Feb 16, 2017
solaarii (All reviews)
My first impression of the manga is that it has really nice art, which is what led me to read the story from start to finish.

Plot-wise, it's suspenseful and you have absolutely no idea what's happening. The story throws you into the eyes of our main-ish protagonist (I'll explain why I say '-ish' later) Ryoji Seusu, an ordinary factory worker who gets caught up in an accident with the Shikabane heiress, Hanako. It all starts out intense already, I mean, they get hit by a boiling vat and they all look fine, so I mean, nothing strange there. Weirdly enough, it's never explained why they're both okay and believe me, it has nothing to do with the supernatural, even though it felt like it was going to lead into it.

Due to guilt for the accident, despite it not being his fault, Ryoji agrees to serve Hanako in her home and...regrets it.

The home is definitely not his favorite place at the start and it only spirals out of control in the very short time he's been there. From how it's paced, it feels like it's only been two days since his employment there and many things happen one after another. Several which drive Ryoji and Hanako closer and everyone else apart.

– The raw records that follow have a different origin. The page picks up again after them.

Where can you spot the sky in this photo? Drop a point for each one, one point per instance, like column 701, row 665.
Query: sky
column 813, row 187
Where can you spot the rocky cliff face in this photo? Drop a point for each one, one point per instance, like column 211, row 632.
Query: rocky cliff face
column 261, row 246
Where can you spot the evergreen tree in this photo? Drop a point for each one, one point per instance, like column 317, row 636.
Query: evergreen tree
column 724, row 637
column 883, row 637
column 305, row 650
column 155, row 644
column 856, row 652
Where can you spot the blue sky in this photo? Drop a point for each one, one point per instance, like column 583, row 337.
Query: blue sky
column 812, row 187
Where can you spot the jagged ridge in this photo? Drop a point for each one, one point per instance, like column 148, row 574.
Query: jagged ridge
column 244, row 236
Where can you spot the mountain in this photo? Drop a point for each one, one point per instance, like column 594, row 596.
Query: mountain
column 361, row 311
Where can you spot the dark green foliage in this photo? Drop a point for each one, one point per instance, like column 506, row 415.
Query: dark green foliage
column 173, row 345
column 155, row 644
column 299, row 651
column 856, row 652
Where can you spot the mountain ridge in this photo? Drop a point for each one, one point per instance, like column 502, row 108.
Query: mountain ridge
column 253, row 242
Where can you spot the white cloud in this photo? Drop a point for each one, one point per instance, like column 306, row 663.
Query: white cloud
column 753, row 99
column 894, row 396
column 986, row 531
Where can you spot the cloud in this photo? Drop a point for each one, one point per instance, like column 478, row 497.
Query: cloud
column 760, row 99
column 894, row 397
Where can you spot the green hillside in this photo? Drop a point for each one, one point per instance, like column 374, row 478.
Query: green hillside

The story isn't the most impressive, and you'll only be invested if you want to know what the hell's happening. And believe me, you don't get any closer unless you stick to the last chapter when it gets explained. While reading it, I was trying to piece everything together and realized that you only need to read the first like two chapters and the final one if you wanna know how it all plays out. I'm not saying it'll all be understood from there, but it's complicated in the middle and would probably make people nauseous if they're not into the whole 'gore' genre.

However, if you wish to read through the manga (it's only 10 chapters, so it's nothing heavy), then go on ahead. I did it mostly to understand the characters as they're the ones who really interested me to pick up the story. What can I say? I'm a sucker for clean looking character design.

The characters are all mad in some way, twisted due to circumstances, and all deal with different reactions towards loveless and negligent parents. From here, we only see their view on familial relations (though, it's obvious for the Shikabane family that their parents mostly cared for the legacy rather than their children) and how it corrupted them into the insanity driven cast we see in the manga.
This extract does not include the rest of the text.